Gordon Jones and Sharon Yarling, with the help of a mysterious recipe dating back at least 200 years, have found a secret in the trees growing on their rolling 54 acres in Trafalgar, 35 miles south of Indianapolis.
The husband and wife, following a ritual whose roots likely trace to American Indians who inhabited the area, have become one of the world’s few, if not only, manufacturers of shagbark hickory syrup.
Jones and Yarling found that by rendering a mysterious extract from the bark of trees native only to Indiana, Kentucky and Michigan, they have been able to produce a syrup craved by white-tablecloth restaurants from San Francisco to New York.
There are many mysteries surrounding the syrup, including the man who helped Jones and Yarling launch Hickoryworks Inc. 10 years ago.
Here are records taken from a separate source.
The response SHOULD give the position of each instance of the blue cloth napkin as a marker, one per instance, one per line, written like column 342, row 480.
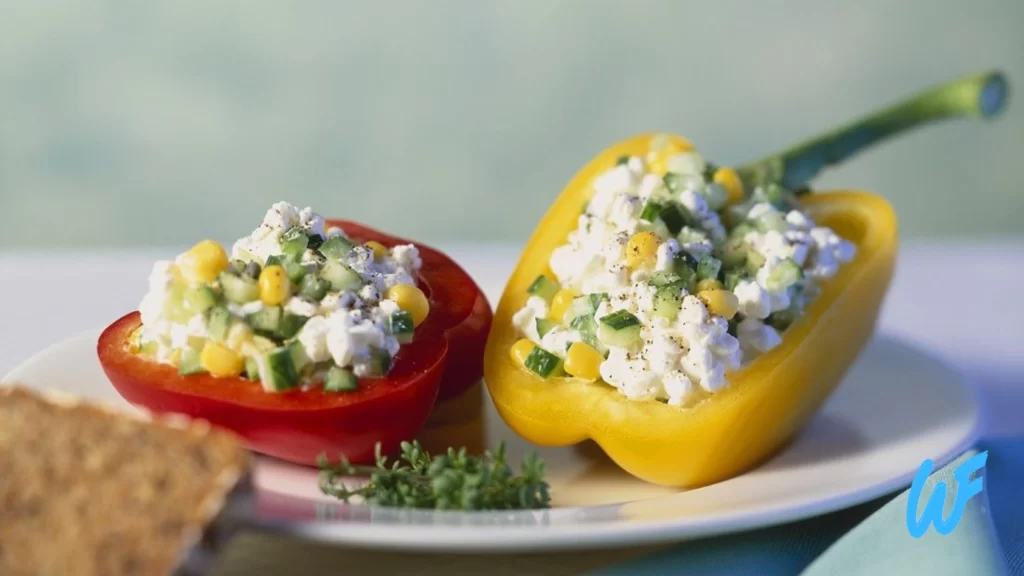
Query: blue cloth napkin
column 873, row 538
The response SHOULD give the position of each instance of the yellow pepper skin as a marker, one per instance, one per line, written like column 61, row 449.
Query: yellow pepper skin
column 767, row 402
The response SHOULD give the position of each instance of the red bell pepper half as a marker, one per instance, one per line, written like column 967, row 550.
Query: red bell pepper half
column 444, row 360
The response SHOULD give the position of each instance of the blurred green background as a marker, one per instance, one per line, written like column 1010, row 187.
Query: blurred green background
column 126, row 122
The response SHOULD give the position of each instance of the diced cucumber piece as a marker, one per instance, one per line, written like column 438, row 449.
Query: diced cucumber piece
column 673, row 181
column 290, row 325
column 340, row 277
column 299, row 359
column 620, row 329
column 189, row 363
column 684, row 265
column 584, row 324
column 775, row 195
column 218, row 323
column 296, row 271
column 732, row 278
column 681, row 260
column 715, row 195
column 239, row 289
column 201, row 297
column 313, row 287
column 543, row 363
column 710, row 169
column 315, row 241
column 772, row 221
column 587, row 327
column 544, row 287
column 336, row 247
column 668, row 301
column 266, row 321
column 581, row 305
column 664, row 278
column 276, row 370
column 252, row 368
column 675, row 217
column 732, row 253
column 544, row 326
column 294, row 242
column 401, row 326
column 785, row 274
column 708, row 268
column 339, row 379
column 380, row 362
column 754, row 261
column 650, row 211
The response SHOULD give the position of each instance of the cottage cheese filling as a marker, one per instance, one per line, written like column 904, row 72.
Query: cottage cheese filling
column 334, row 305
column 700, row 297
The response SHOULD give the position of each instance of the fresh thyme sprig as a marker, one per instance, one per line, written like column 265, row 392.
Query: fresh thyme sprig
column 454, row 481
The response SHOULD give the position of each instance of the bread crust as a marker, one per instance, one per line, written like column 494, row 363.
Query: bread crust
column 90, row 490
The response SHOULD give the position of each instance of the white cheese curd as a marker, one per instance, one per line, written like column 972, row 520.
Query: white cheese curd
column 525, row 318
column 350, row 328
column 756, row 337
column 684, row 352
column 265, row 240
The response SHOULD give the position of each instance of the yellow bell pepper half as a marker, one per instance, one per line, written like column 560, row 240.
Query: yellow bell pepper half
column 766, row 403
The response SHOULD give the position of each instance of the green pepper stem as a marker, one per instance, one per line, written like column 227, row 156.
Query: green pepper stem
column 982, row 95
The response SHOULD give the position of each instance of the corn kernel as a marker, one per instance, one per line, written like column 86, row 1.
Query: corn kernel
column 520, row 351
column 220, row 361
column 720, row 302
column 560, row 304
column 584, row 362
column 379, row 250
column 663, row 150
column 238, row 336
column 411, row 299
column 730, row 182
column 641, row 249
column 709, row 284
column 204, row 261
column 274, row 287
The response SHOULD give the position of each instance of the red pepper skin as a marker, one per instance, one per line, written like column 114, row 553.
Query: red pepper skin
column 301, row 424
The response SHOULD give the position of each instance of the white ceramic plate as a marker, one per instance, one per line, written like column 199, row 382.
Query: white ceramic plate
column 897, row 407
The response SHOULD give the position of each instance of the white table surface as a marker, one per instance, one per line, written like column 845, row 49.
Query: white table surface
column 960, row 300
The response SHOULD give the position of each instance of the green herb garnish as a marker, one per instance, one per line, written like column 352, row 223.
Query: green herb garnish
column 454, row 481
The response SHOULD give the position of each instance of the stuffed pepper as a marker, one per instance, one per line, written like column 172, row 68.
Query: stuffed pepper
column 308, row 336
column 690, row 319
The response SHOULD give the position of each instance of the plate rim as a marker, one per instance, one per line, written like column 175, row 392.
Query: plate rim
column 445, row 538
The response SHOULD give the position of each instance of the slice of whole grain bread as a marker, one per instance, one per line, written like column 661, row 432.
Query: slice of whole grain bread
column 86, row 490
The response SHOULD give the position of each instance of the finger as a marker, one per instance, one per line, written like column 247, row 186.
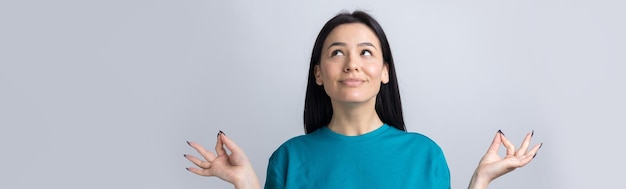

While the couple was felling trees on their land, a mysterious old man asked if he could buy some of the fallen timber for firewood. As he waited for the young helpers he had brought to load his truck, the man noticed a nearby shagbark hickory and told Jones of a syrup his great, great, grandmother made from the bark of such trees.
"I said, ' From the bark ' Jones recalled.
But he struck a deal with the man to give him free wood if he supplied the shagbark syrup recipe. The man reappeared weeks later with the tattered recipe.
Jones said the only written documentation of shagbark hickory syrup is the yellowed parchment supplied by the then-96-year-old man. Jones and Yarling know neither the man’s name nor whether he’s still alive, but they protect the paper like gold.
"It makes me feel a little like Colonel Sanders," Jones said. "That’s the secret behind our success."